Es esta posición una de las más coquetas a la hora de mantener lo instituyente como feria artesanal. No reclamo la imposición del término a unas cinco categorías de liquidación de lo político -unificación de poderes, movilización de masas, etcétera-, pero desconfío del grave prejuicio que invoca, y que justifica, las tergiversaciones del vínculo del derecho y del monopolio estatal sobre el pluralismo por causas de “mayor prioridad”. Ahí está presente, siempre el esquema maniqueo.
La insistencia de autores como Traverso en despejar el totalitarismo de la terminología política de la Guerra Fría, hace que caiga en la misma provocación, solo que del otro lado del espectro político. Todavía más arriesgado: mantiene el cerco inescrutable para una negociación de la herencia totalitaria de manera diferente, desde ámbitos como la memoria, las mentalidades, los imaginarios y el diálogo diverso con lo político.
Con síntesis y tratados de similar matiz, han desfilado Žižek, Shtromas, Baehr, Rabinbach, entre otros, que hacen pensar conceptos coadyuvantes de la teoría política contemporánea como teoremas teológicos secularizados: “cuidadito con meterse ahí”.
Sin embargo, tanto el proyecto público de la Nación como Revolución, como la relación del individuo con esta, representan un entramado complejo y no contestable desde un análisis prescriptivo de instituciones clásicas, confinado de antemano a una interpretación rígida de la teoría política y encapsulado en el reproche de discursos políticos que recurren a su uso como demonización del contrario.
Recluidos en la conveniencia de esta polarización, continuamos remendando la dicotomía inicial y todos los dispositivos encapsulados en ella: una suerte de reproducción discursiva del vacío. Mientras Cuba es un “estudio de caso” como película fotográfica: siempre en negativo.

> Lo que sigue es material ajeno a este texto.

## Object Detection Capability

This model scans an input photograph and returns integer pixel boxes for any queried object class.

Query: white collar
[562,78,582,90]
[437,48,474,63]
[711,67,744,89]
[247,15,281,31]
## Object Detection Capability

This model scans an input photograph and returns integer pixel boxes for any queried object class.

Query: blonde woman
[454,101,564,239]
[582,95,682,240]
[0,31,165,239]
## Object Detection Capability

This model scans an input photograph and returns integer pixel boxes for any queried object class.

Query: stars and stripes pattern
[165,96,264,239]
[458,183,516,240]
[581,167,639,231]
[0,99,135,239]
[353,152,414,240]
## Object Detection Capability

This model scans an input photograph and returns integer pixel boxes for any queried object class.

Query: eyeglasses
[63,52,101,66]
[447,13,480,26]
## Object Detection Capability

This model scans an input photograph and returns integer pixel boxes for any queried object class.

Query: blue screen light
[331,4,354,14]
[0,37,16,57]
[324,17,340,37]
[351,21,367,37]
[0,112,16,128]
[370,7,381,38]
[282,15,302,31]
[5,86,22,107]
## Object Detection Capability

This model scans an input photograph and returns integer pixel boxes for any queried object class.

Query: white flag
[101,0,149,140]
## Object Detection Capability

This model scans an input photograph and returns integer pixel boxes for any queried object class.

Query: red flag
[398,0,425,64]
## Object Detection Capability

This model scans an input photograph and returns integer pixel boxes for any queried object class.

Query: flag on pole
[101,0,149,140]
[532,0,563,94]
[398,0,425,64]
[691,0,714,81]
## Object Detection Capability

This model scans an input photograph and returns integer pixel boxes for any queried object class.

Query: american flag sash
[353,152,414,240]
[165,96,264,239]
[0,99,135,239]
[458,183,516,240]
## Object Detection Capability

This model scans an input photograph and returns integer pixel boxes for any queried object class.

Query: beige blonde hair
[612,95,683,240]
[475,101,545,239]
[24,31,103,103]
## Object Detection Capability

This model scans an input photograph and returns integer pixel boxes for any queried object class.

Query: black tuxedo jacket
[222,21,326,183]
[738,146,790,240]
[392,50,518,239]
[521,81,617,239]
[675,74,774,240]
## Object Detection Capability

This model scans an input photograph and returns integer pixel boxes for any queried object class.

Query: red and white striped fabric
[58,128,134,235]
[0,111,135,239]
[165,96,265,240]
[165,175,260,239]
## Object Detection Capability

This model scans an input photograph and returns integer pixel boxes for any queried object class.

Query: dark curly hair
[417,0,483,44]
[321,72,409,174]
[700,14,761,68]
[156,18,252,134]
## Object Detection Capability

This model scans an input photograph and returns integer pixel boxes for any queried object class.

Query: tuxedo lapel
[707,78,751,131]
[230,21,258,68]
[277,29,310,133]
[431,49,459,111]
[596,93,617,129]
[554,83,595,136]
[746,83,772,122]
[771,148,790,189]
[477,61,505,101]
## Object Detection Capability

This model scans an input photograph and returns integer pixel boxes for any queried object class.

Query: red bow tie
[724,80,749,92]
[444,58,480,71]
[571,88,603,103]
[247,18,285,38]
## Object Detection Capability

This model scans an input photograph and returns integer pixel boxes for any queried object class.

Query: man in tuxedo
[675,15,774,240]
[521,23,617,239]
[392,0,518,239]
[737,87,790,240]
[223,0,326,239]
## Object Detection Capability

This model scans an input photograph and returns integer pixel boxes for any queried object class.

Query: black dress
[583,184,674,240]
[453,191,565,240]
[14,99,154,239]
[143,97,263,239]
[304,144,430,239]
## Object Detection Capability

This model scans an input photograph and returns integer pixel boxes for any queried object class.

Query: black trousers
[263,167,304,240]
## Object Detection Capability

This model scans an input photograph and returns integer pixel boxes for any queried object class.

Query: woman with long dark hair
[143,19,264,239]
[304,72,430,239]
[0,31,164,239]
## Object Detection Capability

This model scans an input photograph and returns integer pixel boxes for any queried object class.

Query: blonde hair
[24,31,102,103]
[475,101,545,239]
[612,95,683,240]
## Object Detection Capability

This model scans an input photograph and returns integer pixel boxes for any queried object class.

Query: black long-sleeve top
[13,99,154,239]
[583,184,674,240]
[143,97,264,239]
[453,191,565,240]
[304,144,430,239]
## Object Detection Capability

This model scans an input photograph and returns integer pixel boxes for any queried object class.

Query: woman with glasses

Abordar términos duros o blandos para etiquetar el sistema en la Isla, tanto de la entropía tropical como de los intelectuales heterodoxos e “incómodos” del exilio -esos que el Estado denunciante desterritorializa y despoja de civismo e identidad-, plagados de afectos políticos: emociones que se convierten con justeza en regímenes de atención compartida, más eficaces para crear un consenso interno que una mirada desprejuiciada. ¿Síndromes totalitarios?
La noción de una esfera pública consensuada y simplificada donde los ciudadanos y las instituciones se ven obligados a situarse a favor o en contra de un “proceso común”, tanto desde La Habana como desde Miami, es una de las condiciones preclaras del totalitarismo: inhibe el desarrollo político del individuo a través de la disputa de contradicciones concretas, que no por compartidas llegan a ser completamente justas.[1]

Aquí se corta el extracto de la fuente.